故人に関わる情報について、長男しか知らないことがあったり、逆に次男しか知らないことなどがあったりなど、「情報の点在」が顕在化してきています。情報が点在するということは、家族同士が疎遠であったりと、気持ちが離れている場合が多いように見受けられます。その間に入り、個々人が持っている情報を上手く整理してまとめてあげることが、実はグリーフケアに大きく関わるのではないかと思います。
なぜなら多くの情報を持っている方は、故人との関係が深いことに比例して気持ちも深いものです。故人に投じてきた感情や思い、時間が多ければ多いほど、大切な方を失ったグリーフが深くなる傾向にあるからです。
同じ家族の中でも情報格差があります。情報が点在していると、家族同士で繋がることが難しいのだろうと思います。
なぜなら、相続で揉めるのは、同じ家族で個々人が持っている知識が違うからです。
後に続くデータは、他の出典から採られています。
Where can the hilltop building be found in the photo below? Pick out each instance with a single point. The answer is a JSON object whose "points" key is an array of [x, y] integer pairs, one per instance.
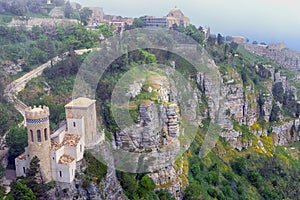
{"points": [[174, 17], [59, 152]]}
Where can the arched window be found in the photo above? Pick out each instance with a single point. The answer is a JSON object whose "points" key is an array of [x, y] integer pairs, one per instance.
{"points": [[31, 134], [39, 135], [45, 134]]}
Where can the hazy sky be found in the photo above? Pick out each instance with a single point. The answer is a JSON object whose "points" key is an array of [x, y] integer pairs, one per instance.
{"points": [[261, 20]]}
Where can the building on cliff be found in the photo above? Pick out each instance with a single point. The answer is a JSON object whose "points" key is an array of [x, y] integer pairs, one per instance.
{"points": [[59, 152], [174, 17]]}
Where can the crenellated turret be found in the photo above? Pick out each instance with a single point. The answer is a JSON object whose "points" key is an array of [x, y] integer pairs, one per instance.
{"points": [[39, 141]]}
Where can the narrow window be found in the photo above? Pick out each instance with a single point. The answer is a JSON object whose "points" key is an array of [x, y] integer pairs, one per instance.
{"points": [[31, 133], [39, 135], [45, 134]]}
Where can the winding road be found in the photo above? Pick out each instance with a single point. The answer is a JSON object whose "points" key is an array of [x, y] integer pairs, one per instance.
{"points": [[11, 91]]}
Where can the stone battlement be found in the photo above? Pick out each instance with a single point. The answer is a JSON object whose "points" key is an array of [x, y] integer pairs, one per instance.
{"points": [[37, 112]]}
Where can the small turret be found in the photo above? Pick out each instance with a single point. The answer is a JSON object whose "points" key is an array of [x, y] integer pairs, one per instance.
{"points": [[39, 142]]}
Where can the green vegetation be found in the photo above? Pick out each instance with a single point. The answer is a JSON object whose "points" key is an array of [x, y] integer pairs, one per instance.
{"points": [[16, 140], [41, 44], [96, 170]]}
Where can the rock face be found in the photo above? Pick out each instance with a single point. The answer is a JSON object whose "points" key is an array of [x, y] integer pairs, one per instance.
{"points": [[286, 133], [11, 68], [169, 179], [154, 128], [240, 105]]}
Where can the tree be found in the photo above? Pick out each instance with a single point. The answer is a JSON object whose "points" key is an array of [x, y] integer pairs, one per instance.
{"points": [[68, 10], [35, 180], [275, 112], [20, 191], [85, 15], [278, 92], [220, 39], [16, 140], [146, 186], [193, 191], [164, 195]]}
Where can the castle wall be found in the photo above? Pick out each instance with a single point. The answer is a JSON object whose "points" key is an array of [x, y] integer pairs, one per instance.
{"points": [[66, 173], [22, 164], [76, 126], [39, 141], [55, 155], [90, 124]]}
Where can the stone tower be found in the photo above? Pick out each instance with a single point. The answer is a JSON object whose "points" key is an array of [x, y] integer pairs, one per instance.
{"points": [[81, 119], [39, 142]]}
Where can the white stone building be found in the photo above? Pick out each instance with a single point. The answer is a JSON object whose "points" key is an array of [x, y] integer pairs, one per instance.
{"points": [[59, 152]]}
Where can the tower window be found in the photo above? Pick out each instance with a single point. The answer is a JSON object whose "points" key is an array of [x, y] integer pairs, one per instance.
{"points": [[39, 135], [45, 134], [31, 133]]}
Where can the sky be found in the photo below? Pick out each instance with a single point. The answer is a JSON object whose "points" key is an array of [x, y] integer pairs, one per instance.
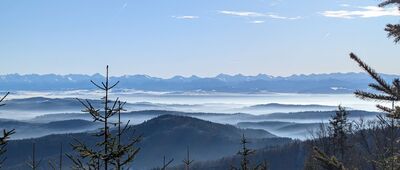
{"points": [[194, 37]]}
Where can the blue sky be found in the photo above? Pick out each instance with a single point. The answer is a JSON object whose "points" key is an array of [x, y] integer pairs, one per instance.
{"points": [[194, 37]]}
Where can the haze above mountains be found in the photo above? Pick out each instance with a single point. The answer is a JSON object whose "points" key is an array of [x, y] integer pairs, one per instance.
{"points": [[313, 83]]}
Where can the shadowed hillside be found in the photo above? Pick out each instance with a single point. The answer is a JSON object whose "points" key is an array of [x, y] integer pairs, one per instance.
{"points": [[165, 135]]}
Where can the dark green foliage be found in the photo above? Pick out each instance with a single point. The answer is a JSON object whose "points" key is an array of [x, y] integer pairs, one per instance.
{"points": [[110, 150], [392, 29], [328, 163], [389, 93], [340, 128]]}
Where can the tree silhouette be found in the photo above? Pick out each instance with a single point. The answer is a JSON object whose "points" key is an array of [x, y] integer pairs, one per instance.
{"points": [[111, 150], [328, 163], [389, 93], [245, 153], [340, 128], [4, 139], [187, 161], [53, 164], [392, 29], [33, 163], [166, 164]]}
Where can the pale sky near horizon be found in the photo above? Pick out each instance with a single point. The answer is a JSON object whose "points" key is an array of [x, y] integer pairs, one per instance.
{"points": [[195, 37]]}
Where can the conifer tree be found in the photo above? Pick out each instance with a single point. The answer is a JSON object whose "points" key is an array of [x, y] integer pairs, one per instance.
{"points": [[340, 128], [60, 160], [389, 93], [328, 163], [187, 161], [166, 164], [4, 139], [245, 153], [110, 150], [33, 163], [392, 29]]}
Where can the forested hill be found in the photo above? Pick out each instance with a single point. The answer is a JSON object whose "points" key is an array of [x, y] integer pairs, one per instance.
{"points": [[170, 134]]}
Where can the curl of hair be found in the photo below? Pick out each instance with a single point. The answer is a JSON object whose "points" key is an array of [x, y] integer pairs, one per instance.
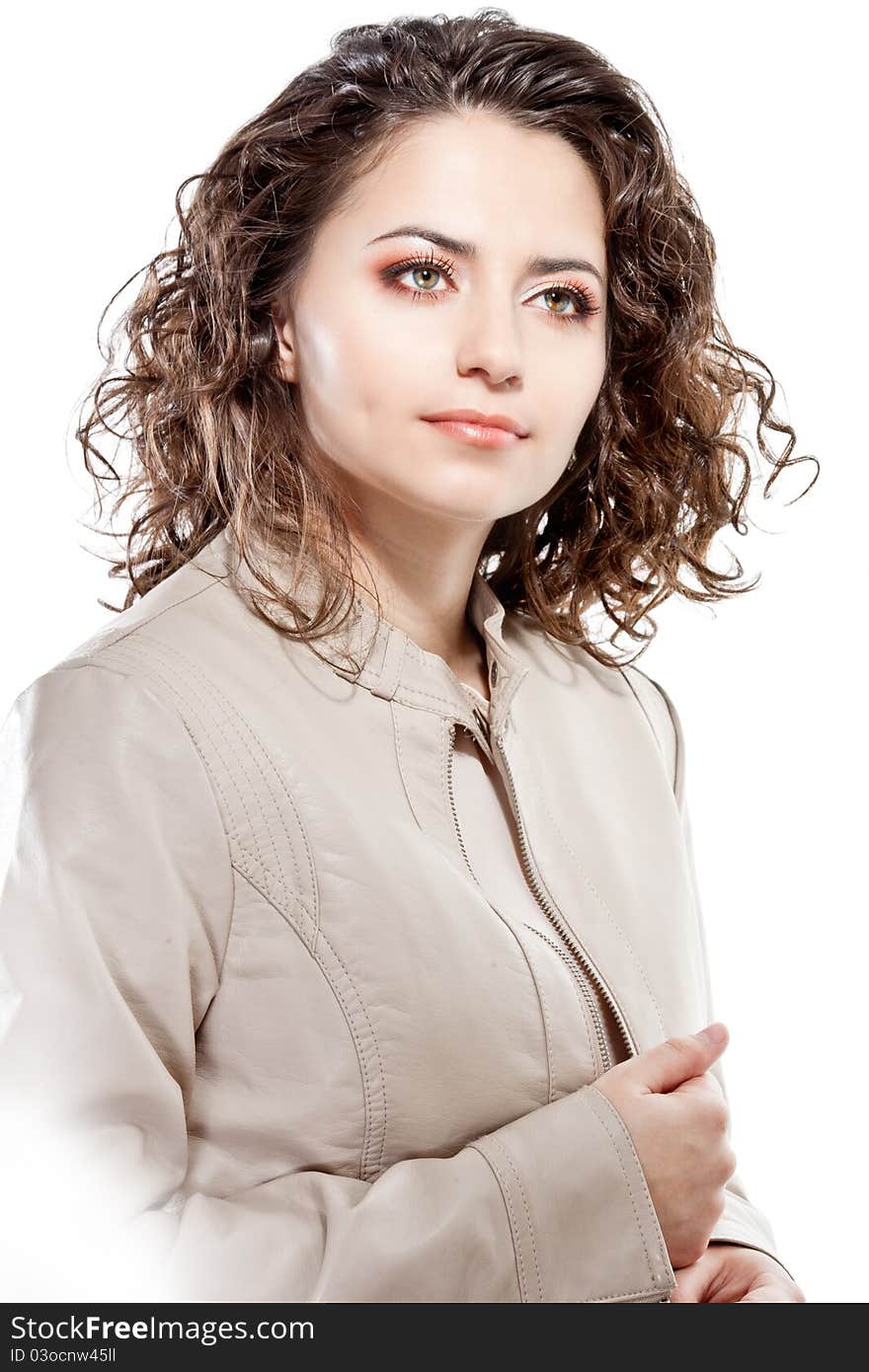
{"points": [[215, 433]]}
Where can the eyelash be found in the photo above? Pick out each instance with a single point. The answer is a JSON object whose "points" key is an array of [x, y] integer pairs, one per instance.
{"points": [[580, 294]]}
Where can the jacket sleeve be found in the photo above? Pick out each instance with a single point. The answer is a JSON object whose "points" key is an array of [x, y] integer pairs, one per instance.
{"points": [[116, 908], [742, 1220]]}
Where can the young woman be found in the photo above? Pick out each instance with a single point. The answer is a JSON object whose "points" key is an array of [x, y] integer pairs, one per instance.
{"points": [[351, 932]]}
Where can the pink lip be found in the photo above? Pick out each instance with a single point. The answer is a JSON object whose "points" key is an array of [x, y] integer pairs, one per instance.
{"points": [[479, 420], [478, 435]]}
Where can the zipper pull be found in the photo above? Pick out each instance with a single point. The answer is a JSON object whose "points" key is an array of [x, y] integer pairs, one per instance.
{"points": [[484, 724]]}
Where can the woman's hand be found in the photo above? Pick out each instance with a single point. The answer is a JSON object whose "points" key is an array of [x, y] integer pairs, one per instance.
{"points": [[677, 1117], [732, 1272]]}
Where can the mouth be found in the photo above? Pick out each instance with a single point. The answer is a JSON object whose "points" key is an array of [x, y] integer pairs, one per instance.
{"points": [[478, 429]]}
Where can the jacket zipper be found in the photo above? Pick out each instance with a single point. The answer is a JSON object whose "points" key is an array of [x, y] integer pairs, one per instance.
{"points": [[548, 910], [605, 1062], [534, 883]]}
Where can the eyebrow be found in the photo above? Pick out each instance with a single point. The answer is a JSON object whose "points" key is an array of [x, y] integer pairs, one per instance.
{"points": [[535, 267]]}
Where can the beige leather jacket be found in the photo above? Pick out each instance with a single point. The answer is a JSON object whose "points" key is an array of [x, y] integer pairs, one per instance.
{"points": [[257, 1013]]}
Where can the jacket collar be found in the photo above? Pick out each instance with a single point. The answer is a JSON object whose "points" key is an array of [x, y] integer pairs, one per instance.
{"points": [[394, 665]]}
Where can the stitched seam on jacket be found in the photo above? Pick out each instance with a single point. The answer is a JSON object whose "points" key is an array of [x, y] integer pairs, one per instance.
{"points": [[141, 661], [234, 717], [509, 1206], [628, 1140], [173, 657], [200, 757], [352, 1026], [368, 1094], [496, 1143], [253, 876]]}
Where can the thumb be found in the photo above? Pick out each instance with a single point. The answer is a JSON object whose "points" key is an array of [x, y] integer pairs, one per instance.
{"points": [[674, 1061]]}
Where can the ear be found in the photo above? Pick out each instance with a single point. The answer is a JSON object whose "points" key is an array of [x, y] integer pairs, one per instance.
{"points": [[283, 333]]}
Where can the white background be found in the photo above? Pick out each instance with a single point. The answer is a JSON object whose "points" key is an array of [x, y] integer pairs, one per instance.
{"points": [[109, 108]]}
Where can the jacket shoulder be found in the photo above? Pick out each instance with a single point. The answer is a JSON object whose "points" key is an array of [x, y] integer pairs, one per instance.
{"points": [[639, 690]]}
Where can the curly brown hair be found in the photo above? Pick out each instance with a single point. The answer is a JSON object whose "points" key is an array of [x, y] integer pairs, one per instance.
{"points": [[217, 436]]}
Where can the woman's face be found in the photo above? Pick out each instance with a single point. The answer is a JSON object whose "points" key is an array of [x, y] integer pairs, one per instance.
{"points": [[485, 331]]}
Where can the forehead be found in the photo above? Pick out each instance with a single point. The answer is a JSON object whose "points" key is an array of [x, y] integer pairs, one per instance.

そこで間に入り、情報を整理しておくことで、相続争いも未然に防ぐことができると思います。
人間は忘れてしまう生き物なので、葬儀社がテクノロジーを活用し、情報を整理し蓄積してあげることが非常に重要だと考えます。
ー ご遺族は、慌ただしい中で葬送方法の選択や各種発注、行政手続きなど意思決定に迫られます。
グリーフケアの観点から、意思決定すべきベストなタイミングはありますでしょうか。
橋爪氏:
グリーフ状態を見極めてから、意思決定のタイミングを調整するのは実際には難しいですね。本来は心の準備ができた時に行えることが一番良いことなのですが、法律によって手続きの期日は決まっています。そこで必要なのは、「いかにご遺族が決定しやすくしてあげるか」ということだと思います。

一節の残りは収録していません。